Graduates of a doctorate program in psychology qualify for clinical, counseling or education jobs, or independent practice, though some additional licensing may be required. Most states require that candidates pass the Examination for Professional Practice in Psychology (EPPP) and meet other state-specific board requirements.

The BLS reported that clinical, counseling and school psychologists earned an average yearly salary of $85,340, while other psychologists earned an average of $95,610 per year. The BLS also reported that there were 37,630 psychology teachers at the postsecondary level with an average yearly salary of $88,490.
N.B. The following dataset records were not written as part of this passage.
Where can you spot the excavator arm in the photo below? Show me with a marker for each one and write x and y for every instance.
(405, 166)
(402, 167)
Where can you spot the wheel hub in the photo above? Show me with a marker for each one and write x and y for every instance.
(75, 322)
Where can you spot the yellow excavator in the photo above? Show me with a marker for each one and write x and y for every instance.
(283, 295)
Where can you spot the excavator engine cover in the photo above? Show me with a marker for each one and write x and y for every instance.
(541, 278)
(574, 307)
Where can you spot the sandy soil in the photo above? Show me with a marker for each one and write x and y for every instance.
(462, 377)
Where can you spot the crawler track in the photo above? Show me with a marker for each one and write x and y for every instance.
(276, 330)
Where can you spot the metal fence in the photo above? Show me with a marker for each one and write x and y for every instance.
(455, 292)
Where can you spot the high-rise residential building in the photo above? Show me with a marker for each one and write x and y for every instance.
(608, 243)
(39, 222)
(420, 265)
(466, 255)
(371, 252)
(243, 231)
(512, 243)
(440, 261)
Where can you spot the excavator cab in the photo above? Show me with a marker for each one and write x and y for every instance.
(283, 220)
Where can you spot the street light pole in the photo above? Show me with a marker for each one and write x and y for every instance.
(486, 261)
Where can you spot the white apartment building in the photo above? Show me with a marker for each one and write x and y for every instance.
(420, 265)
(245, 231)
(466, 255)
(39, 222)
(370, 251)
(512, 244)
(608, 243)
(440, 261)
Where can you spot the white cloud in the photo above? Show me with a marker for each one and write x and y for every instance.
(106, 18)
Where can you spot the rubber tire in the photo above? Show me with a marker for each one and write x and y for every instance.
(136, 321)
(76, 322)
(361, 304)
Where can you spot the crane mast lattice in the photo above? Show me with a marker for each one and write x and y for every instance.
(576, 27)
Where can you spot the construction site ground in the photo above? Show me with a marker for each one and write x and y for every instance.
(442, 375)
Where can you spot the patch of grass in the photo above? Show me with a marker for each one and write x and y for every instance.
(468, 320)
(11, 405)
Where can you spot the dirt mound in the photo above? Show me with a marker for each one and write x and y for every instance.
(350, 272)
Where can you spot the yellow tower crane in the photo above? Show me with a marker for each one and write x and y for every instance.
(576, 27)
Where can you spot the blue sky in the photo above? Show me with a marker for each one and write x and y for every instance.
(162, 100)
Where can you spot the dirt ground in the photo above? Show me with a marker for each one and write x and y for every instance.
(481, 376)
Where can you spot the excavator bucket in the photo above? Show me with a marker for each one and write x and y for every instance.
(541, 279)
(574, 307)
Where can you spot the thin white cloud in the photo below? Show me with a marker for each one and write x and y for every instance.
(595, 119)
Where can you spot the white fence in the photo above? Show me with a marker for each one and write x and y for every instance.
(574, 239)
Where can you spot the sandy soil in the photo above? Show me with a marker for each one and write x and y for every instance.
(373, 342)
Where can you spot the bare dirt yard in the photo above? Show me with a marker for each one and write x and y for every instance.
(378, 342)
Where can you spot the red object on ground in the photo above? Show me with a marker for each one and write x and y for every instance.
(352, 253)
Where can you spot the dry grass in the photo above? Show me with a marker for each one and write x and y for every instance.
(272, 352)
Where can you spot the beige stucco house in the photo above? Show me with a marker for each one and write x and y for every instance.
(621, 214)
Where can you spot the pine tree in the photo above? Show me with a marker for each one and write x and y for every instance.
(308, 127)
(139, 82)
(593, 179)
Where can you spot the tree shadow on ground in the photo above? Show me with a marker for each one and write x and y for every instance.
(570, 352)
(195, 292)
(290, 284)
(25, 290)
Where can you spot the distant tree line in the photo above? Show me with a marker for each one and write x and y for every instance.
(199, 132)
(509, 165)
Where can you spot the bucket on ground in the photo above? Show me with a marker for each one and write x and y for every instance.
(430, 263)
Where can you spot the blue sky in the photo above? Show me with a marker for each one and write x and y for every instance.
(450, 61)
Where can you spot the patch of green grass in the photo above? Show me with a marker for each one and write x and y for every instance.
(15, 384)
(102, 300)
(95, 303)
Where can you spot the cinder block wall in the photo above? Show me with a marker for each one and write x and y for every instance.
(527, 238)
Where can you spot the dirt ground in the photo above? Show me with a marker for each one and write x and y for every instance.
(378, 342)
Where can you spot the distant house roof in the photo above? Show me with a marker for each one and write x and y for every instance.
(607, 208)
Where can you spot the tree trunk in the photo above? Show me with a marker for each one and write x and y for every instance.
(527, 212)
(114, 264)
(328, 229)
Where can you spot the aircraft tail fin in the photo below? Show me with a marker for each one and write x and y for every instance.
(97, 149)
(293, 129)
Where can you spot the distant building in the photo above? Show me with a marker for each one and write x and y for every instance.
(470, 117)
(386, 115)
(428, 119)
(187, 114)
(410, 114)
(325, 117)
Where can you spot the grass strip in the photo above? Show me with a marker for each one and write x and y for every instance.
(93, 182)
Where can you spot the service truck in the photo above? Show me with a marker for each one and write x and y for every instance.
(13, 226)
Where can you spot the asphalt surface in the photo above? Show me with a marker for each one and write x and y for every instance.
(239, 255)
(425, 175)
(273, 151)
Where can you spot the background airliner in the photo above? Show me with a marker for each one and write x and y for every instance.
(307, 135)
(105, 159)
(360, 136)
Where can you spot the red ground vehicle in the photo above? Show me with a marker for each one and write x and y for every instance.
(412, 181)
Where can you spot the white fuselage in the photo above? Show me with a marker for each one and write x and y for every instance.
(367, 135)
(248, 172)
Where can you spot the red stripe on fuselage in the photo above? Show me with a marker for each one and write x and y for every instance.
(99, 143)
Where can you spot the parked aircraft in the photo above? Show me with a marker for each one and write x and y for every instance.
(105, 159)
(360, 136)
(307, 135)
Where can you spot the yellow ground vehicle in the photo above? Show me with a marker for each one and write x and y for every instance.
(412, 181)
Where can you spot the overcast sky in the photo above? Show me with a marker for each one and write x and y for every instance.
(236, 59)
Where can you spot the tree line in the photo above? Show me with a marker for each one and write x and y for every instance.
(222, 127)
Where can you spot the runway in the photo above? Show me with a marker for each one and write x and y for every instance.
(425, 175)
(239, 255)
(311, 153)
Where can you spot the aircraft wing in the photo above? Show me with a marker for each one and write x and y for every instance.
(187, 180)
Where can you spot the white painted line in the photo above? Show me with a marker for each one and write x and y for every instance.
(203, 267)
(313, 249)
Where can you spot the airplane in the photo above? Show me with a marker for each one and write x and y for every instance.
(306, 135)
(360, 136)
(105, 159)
The BLS predicts an occupational growth of 15% for clinical, counseling and school psychologists, 12% for other psychologists and 11% for postsecondary psychology teachers between 2018-2028 (

Continuing Education

Many states require continuing education hours every year. Online options for continuing psychology education cover topics such as narcissism and shame, couples counseling and sexual disorders. Engaging in this training can advance one's career or satisfy licensing requirements.

Graduate programs in psychology are available entirely or partially online. In addition to online coursework, students are normally required to complete clinical experiences and an internship depending on the program.